Why Model Selection Matters More Than You Think
Choosing the wrong AI model for your production system is expensive in ways that do not show up immediately. You pick a model, build your application around it, tune your prompts, and ship. Six months later you realize the model is too expensive for your margin, too slow for your users, or too unreliable for your use case. Migrating to a different model means rewriting prompts, re-evaluating quality, and potentially redesigning parts of your architecture.
The evaluation process I describe here takes a week of focused work. That week saves months of technical debt and thousands in unnecessary costs. I have been through this process multiple times and these are the evaluation criteria that actually matter.
The Evaluation Framework
Most model evaluations focus exclusively on quality. Quality matters, but it is one of five dimensions you need to evaluate:
- Quality — Does the model produce good outputs for your specific task?
- Cost — What does it cost per request and how does that scale?
- Latency — How fast does the model respond, including time to first token?
- Reliability — How often does the model fail, timeout, or produce unusable output?
- Operability — How easy is the model to deploy, monitor, and maintain?
Evaluating all five dimensions prevents the common mistake of optimizing for one dimension at the expense of others.
Dimension 1: Quality Evaluation
Build a Test Suite, Not a Vibe Check
The biggest mistake in model evaluation is judging quality by running a handful of prompts and eyeballing the results. This is a vibe check. You need a test suite.

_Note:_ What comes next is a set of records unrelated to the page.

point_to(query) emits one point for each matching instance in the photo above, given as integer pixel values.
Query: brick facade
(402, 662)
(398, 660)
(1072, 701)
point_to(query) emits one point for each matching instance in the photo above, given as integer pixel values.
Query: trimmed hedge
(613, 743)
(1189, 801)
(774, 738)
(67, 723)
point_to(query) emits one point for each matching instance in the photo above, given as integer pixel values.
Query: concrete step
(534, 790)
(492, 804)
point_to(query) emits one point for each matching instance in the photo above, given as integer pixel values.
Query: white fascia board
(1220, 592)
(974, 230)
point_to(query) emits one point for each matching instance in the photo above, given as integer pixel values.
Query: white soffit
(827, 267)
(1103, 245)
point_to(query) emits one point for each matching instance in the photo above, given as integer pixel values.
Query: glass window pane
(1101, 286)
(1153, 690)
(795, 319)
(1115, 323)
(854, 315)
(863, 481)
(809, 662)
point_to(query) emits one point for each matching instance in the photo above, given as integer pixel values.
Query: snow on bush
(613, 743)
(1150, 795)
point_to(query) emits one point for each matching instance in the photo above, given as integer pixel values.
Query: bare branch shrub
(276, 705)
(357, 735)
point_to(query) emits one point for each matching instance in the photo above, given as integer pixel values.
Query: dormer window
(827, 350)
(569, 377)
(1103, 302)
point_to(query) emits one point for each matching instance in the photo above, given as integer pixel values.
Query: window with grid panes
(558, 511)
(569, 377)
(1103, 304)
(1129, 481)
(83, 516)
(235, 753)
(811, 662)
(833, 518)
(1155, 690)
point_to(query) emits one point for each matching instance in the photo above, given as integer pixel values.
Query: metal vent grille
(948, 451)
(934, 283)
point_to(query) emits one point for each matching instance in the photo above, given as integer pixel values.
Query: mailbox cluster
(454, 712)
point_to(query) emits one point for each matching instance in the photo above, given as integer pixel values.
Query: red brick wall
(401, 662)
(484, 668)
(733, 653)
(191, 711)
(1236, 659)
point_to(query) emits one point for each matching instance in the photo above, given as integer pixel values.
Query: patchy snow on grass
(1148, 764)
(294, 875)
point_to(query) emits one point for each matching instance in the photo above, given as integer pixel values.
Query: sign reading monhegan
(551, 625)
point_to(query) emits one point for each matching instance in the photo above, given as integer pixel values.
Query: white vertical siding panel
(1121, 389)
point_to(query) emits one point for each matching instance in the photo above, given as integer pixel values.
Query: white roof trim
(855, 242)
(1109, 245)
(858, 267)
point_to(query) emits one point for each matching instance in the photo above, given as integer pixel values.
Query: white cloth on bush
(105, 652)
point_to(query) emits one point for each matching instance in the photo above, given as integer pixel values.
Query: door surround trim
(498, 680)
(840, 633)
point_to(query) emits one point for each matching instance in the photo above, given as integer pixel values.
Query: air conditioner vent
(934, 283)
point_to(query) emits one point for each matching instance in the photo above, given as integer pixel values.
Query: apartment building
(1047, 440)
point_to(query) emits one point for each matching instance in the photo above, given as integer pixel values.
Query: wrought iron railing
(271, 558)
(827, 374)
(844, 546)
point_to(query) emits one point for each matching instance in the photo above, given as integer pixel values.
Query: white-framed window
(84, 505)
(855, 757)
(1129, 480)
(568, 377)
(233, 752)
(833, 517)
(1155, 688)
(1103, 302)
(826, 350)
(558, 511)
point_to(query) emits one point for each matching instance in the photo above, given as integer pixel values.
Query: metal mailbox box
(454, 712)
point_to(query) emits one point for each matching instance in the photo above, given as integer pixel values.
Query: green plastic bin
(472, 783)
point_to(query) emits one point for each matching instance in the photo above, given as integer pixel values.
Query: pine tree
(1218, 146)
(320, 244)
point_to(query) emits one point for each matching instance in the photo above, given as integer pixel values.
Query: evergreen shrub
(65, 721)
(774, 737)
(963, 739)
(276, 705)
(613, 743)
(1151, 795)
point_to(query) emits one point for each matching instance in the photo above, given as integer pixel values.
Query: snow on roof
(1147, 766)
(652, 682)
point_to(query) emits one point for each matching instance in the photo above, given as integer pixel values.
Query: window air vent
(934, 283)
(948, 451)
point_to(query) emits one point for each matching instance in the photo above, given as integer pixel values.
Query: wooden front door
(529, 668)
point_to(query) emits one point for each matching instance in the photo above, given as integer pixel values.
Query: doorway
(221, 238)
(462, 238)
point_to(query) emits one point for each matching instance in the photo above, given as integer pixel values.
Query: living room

Step 1: Collect representative inputs. Gather one hundred to two hundred inputs that represent the actual distribution your system will see in production. Include:
- Common cases (the bread and butter of your application)
- Edge cases (unusual inputs that still need correct handling)
- Adversarial cases (inputs designed to confuse or break the model)
- Different lengths, formats, and complexity levels
Step 2: Define expected outputs. For each input, define what a good output looks like. This can be:
- An exact expected answer (for factual questions)
- A set of criteria the output must meet (for generative tasks)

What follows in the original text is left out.